From: Andy Lutomirski
Date: Wed Jan 27 2016 - 00:23:44 EST


On Tue, Jan 26, 2016 at 8:17 PM, Matthew Wilcox <willy@xxxxxxxxxxxxxxx> wrote:
> On Mon, Jan 25, 2016 at 09:38:19AM -0800, Andy Lutomirski wrote:
>> On Mon, Jan 25, 2016 at 9:25 AM, Matthew Wilcox
>> <matthew.r.wilcox@xxxxxxxxx> wrote:
>> > From: Matthew Wilcox <willy@xxxxxxxxxxxxxxx>
>> >
>> > When we handle a write-fault on a DAX mapping, we currently insert a
>> > read-only mapping and then take the page fault again to convert it to
>> > a writable mapping. This is necessary for the case where we cover a
>> > hole with a read-only zero page, but when we have a data block already
>> > allocated, it is inefficient.
>> >
>> > Use the recently added vmf_insert_pfn_prot() to insert a writable mapping,
>> > even though the default VM flags say to use a read-only mapping.
>>
>> Conceptually, I like this. Do you need to make sure to do all the
>> do_wp_page work, though? (E.g. we currently update mtime in there.
>> Some day I'll fix that, but it'll be replaced with a set_bit to force
>> a deferred mtime update.)
>
> We update mtime in the ->fault handler of filesystems which support DAX
> like this:
>
> if (vmf->flags & FAULT_FLAG_WRITE) {
> sb_start_pagefault(inode->i_sb);
> file_update_time(vma->vm_file);
> }
>
> so I think we're covered.

Sounds good.

On second reading, though, what ensures that the vm is
VM_WRITE|VM_SHARED? If nothing else, some nice comments might help.

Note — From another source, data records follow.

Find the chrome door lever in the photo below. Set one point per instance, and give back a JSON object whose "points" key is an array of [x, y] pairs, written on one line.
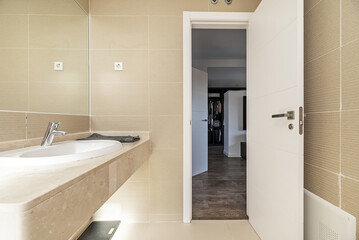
{"points": [[290, 115]]}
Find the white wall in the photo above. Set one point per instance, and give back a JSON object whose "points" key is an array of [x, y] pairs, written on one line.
{"points": [[233, 123], [199, 127]]}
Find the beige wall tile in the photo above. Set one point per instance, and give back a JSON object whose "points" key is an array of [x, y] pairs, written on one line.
{"points": [[236, 6], [350, 140], [322, 83], [176, 7], [12, 126], [308, 4], [132, 201], [37, 123], [119, 98], [166, 197], [165, 32], [115, 7], [41, 67], [135, 64], [166, 98], [58, 31], [119, 123], [10, 62], [130, 32], [322, 140], [322, 183], [85, 5], [13, 31], [166, 165], [350, 20], [13, 96], [322, 29], [166, 132], [350, 196], [166, 66], [350, 76], [66, 7], [13, 7], [56, 97], [142, 174]]}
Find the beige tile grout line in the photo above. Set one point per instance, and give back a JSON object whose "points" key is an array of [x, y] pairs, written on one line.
{"points": [[149, 118], [89, 66], [310, 9], [341, 105], [28, 67]]}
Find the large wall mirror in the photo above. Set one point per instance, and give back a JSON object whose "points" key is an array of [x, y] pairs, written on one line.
{"points": [[34, 35]]}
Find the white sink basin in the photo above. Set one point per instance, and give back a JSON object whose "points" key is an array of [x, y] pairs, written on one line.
{"points": [[58, 153]]}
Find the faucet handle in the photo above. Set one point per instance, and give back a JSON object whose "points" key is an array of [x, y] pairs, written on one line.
{"points": [[54, 125]]}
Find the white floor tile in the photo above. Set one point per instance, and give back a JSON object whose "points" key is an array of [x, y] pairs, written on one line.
{"points": [[197, 230]]}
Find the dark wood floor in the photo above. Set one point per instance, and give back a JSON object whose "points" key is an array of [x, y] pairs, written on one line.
{"points": [[220, 193]]}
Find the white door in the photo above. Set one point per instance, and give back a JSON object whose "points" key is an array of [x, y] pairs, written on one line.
{"points": [[275, 153], [199, 119]]}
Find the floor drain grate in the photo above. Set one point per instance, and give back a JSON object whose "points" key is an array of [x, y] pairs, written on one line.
{"points": [[100, 230]]}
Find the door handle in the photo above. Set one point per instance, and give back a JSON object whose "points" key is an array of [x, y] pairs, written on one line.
{"points": [[290, 115]]}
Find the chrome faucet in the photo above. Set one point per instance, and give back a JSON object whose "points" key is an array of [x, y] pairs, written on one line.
{"points": [[50, 133]]}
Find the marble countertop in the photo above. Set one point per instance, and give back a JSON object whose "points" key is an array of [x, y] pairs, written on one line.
{"points": [[22, 189]]}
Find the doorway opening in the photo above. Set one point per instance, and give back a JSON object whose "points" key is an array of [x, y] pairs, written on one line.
{"points": [[219, 124]]}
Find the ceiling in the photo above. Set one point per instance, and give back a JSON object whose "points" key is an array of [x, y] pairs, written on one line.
{"points": [[223, 77], [219, 43], [212, 44]]}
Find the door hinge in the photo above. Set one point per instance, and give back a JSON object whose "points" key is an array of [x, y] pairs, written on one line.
{"points": [[301, 120]]}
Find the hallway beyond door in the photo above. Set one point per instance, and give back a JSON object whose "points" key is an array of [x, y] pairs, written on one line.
{"points": [[220, 193]]}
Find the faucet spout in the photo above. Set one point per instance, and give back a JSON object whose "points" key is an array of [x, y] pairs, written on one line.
{"points": [[59, 133], [51, 132]]}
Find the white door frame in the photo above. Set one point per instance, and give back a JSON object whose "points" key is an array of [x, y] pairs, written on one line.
{"points": [[208, 20]]}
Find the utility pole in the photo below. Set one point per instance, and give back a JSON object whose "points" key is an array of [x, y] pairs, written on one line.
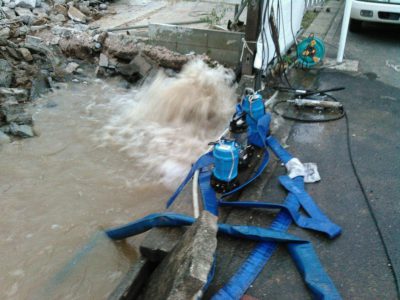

A WARN_ON_ONCE that the pgprot you're starting with is RO would be
nice if there's a generic way to do that. Actually, having a generic
pgprot_writable could make this less ugly.

Also, this optimization could be generalized, albeit a bit slower, by
having handle_pte_fault check if the inserted pte is read-only for a
write fault and continuing down the function to the wp_page logic.
After all, returning back to the arch entry code and retrying the
fault the old fashioned way is both very slow and has an outcome
that's known in advance.

--Andy